I was an investigative reporter for The Hartford Courant at the time — known for asking questions and digging up information. But when it came to my father, like many in my generation, I had a doctor-knows-best mentality. I didn’t ask many questions through his rehab stay, when he acquired a MRSA infection, became increasingly agitated and isolated (he was a very social guy, even after my Mom died), and was restrained by alarms and sedating medications. The whole experience was overwhelming.
He came back home with a list of prescriptions and a walker; that was the entire plan of care. Risperdal, Aricept, Trazodone — he hung in like a fighter for 18 months before his body and mind gave out, and one night I held his hand, told him I would be OK — and he was gone.
Not until after he died did I realize how little I knew about his care — how little I had asked. I just wanted him to get better! With no cure for dementia, and no requirement that providers seek consent for medication or treatment changes, the onus on family members to ask questions is enormous — and difficult, since most of us are juggling jobs and kids. We “turn over” our parents to the system. The experience made me realize that families aren’t part of the eldercare system unless they purposefully decide to be. And I didn’t.
A lot of the reporting I do now is an attempt to equip patients and families with information, so they will step up and ask questions, the way I wish I had.
Katy Butler
My family's experience utterly transformed my sense of what is needed in health-care reporting. Like most Americans, I had no idea how bad our health system can be for the elderly and those with chronic illnesses until I saw it firsthand.
I didn't go out looking for health-care stories to write — this one fell into my life like a ton of bricks when my father had a major stroke at the age of 79 and I became a part-time family caregiver and medical decision-maker for two elderly and ailing parents.
Things got worse when, a year later, he was given a pacemaker without any meaningful discussion of his options or the effect it might have on his desire, over time, for a peaceful, good, and timely death.
Over the next six years he descended into dementia and near-blindness, with the pacemaker the easiest path to a natural death.

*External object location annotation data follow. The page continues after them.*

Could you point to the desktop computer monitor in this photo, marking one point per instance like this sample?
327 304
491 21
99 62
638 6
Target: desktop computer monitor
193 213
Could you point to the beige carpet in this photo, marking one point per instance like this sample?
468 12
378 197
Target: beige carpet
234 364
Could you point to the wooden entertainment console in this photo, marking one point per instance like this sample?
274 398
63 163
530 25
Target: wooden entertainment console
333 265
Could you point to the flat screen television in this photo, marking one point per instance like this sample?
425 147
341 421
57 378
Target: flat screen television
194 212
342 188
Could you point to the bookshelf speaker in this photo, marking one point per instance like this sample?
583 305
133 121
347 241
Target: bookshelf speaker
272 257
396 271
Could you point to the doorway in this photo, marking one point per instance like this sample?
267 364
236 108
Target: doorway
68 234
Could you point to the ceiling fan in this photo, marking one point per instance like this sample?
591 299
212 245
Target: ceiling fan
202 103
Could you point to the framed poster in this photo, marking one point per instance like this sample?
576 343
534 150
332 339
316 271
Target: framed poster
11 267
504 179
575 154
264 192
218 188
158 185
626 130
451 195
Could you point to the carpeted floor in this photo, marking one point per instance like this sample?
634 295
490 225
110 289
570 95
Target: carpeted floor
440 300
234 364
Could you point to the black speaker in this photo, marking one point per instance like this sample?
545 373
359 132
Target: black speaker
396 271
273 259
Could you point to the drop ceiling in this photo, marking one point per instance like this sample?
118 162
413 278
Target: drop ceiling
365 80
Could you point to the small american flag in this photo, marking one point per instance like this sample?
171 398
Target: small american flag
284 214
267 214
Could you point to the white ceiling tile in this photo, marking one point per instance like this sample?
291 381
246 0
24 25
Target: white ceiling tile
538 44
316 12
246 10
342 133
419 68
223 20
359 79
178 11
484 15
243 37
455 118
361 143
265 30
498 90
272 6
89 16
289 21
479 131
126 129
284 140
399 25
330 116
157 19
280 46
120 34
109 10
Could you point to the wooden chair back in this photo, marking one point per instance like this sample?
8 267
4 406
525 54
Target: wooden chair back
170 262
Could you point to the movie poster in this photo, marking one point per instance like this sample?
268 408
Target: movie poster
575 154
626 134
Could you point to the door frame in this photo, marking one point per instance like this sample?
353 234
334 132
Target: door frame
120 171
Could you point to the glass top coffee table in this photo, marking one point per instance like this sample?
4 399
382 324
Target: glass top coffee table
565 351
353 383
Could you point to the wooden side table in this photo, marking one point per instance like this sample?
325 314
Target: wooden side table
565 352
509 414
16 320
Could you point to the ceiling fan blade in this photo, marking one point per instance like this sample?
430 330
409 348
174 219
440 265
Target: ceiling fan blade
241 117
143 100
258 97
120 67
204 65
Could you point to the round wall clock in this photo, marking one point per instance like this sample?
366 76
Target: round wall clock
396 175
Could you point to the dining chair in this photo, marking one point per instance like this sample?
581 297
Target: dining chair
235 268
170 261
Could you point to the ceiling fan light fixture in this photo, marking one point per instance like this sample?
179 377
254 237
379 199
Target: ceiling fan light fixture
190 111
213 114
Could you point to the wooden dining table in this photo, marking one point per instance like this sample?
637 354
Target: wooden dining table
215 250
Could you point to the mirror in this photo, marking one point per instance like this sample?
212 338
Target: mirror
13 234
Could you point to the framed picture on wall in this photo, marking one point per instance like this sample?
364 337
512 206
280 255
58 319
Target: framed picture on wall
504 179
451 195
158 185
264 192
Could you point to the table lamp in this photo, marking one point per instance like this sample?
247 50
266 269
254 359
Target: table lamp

As a longtime journalist, I simply couldn't rest until I understood why his interactions with the health-care system were as unhelpful, and sometimes downright damaging, as they were.
I didn't understand then — except on the most superficial level — that our health-care system (Medicare in this case) reimburses for tests and procedures, but not for time. And the older you get, the more those tests and procedures become risky, and the more you need time, time with physicians who have known you for years.
I think first-person stories cut through the muck and mystification, the bizarre financing structures that pass as normal here (and nowhere else in the developed world), the underestimated damage done by overtreatment and the inequities surrounding our current health-care system.